Research support, trial screening, and data synthesis

Information extraction and trial annotation tasks—such as classifying trial eligibility from pathology and radiology narratives or converting abstracts into computable data—are common themes. By accelerating screening and evidence synthesis, LLMs may improve the efficiency of research pipelines; however, reproducibility and data provenance require rigorous benchmarking and transparent reporting of limitations.

Treatment planning and follow‑up support

Emerging studies explore how LLMs could align patient data with clinical guidelines to propose treatment scenarios, estimate survival indicators, or outline follow‑up plans. While these tools hold appeal for personalized medicine, they have not yet demonstrated consistent safety and effectiveness in routine practice and should operate within a human‑in‑the‑loop framework to avoid overreliance on automated recommendations.

Prompt engineering, training data, and modalities

Prompt design emerges as a crucial determinant of performance. Many studies employed templates, role descriptions, and task‑specific instructions, with some using zero‑ to few‑shot learning or fine‑tuning on domain data. Text‑based tasks dominated the literature, but a growing subset explored images and text in multimodal models. The balance between general‑purpose LLMs and specialized clinical models remains an active area, with retrieval‑augmented generation (RAG) offering a pathway to integrate external evidence and improve reliability.

Limitations, safety, and human oversight

Across the board, issues of bias, hallucinations, and data privacy loom large. The reviewed studies frequently relied on retrospective data and single‑center sources, underscoring the need for prospective, multicenter validation. Human oversight, regulatory consideration (e.g., HIPAA‑compliant data handling), and explicit responsibility attribution are essential. A practical approach is a human‑on‑the‑loop paradigm that leverages LLMs for data processing and education while preserving clinician judgment for final decisions.

Future directions and practical recommendations

The review identifies three priorities: (1) rigorous prospective multicenter validation for diagnostic/screening and treatment planning tools; (2) development of patient‑facing and follow‑up support applications to address long‑term management gaps; (3) improvements in interpretability, bias reduction, and deployment strategies to ensure safe adoption across diverse health systems. Leveraging multimodal LLMs, robust data governance, and retrieval‑augmented frameworks will be central to realizing this vision while maintaining patient safety and privacy.

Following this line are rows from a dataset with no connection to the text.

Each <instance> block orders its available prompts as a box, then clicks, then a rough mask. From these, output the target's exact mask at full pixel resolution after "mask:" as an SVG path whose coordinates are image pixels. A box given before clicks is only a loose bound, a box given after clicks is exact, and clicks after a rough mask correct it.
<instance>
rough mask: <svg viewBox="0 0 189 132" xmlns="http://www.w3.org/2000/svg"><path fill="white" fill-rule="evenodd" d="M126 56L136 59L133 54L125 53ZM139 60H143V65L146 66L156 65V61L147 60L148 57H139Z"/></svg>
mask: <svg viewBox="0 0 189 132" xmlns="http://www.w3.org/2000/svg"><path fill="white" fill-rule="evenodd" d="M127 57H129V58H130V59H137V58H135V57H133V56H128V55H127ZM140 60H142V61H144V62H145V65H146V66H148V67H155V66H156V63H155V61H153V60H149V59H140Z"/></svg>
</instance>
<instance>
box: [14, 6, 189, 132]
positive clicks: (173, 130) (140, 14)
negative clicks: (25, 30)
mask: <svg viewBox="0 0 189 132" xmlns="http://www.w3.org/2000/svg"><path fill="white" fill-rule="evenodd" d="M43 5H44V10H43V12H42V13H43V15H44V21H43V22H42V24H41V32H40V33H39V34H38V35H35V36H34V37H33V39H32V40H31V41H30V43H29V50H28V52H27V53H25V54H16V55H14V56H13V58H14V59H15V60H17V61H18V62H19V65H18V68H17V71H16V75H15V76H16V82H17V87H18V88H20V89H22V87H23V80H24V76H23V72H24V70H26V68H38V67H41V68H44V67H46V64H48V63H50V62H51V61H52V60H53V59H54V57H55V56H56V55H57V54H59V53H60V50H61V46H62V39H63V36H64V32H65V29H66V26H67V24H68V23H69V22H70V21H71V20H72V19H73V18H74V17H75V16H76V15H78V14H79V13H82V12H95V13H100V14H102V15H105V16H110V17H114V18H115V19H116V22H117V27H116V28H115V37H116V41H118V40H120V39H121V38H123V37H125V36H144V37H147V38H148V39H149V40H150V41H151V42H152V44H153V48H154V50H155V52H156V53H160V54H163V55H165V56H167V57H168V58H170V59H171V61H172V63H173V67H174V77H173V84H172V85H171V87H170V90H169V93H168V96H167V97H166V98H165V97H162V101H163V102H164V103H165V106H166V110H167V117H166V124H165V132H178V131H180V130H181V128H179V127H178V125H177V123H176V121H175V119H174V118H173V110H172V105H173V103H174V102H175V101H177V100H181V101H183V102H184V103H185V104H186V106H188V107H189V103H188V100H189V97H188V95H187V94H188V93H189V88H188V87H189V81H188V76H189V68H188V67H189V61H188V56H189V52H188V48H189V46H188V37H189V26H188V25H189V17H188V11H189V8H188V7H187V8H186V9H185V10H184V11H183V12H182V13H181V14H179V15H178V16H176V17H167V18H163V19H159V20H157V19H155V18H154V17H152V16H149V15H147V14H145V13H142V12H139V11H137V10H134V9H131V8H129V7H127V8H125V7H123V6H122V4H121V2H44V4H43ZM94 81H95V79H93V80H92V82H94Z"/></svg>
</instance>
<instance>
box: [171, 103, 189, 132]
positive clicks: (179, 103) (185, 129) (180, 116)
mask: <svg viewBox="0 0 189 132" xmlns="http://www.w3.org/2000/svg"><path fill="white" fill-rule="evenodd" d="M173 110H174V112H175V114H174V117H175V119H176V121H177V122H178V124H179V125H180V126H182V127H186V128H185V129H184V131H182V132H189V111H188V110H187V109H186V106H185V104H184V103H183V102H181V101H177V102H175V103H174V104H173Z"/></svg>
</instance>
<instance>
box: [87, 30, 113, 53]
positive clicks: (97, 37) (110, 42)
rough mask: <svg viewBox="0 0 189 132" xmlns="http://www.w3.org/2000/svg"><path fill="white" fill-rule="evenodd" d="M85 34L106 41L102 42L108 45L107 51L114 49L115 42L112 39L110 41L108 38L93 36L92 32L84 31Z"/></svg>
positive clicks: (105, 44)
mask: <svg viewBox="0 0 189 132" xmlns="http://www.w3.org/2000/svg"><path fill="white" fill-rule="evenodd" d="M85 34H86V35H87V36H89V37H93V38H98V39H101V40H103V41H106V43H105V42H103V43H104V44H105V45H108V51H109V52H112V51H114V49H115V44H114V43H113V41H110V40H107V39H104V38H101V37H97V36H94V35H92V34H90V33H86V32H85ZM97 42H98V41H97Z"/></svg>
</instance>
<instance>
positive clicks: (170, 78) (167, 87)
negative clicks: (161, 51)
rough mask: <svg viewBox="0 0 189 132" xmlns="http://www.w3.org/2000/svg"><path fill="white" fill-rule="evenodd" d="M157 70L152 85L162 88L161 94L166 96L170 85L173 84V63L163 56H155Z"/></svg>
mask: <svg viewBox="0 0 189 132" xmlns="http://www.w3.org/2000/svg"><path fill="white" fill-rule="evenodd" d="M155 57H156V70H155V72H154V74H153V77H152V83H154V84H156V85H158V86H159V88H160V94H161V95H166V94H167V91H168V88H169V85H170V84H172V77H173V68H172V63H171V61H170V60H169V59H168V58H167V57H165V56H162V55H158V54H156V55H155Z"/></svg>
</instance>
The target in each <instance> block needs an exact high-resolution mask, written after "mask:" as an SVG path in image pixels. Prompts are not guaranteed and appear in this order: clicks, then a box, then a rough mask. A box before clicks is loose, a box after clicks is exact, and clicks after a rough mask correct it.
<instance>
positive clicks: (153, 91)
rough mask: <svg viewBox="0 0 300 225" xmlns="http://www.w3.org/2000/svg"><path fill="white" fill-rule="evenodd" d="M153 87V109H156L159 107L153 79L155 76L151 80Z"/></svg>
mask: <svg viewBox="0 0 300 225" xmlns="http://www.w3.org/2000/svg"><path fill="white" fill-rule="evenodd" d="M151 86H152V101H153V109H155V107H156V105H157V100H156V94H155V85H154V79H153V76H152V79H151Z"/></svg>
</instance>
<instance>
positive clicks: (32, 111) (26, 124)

Conclusion: A measured path to integrating LLMs into LC care

LLMs hold meaningful potential to augment LC care—aid in interpreting tests, propose evidence‑based treatment considerations, and support education and research. Yet maturity, evidence base, and real‑world readiness vary. Progress will come from rigorous validation, responsible deployment with human oversight, and continued development of multimodal and domain‑specific models. When guided by ethics, transparency, and patient‑centered goals, LLMs can become a valuable component of full‑cycle LC management rather than a replacement for clinicians.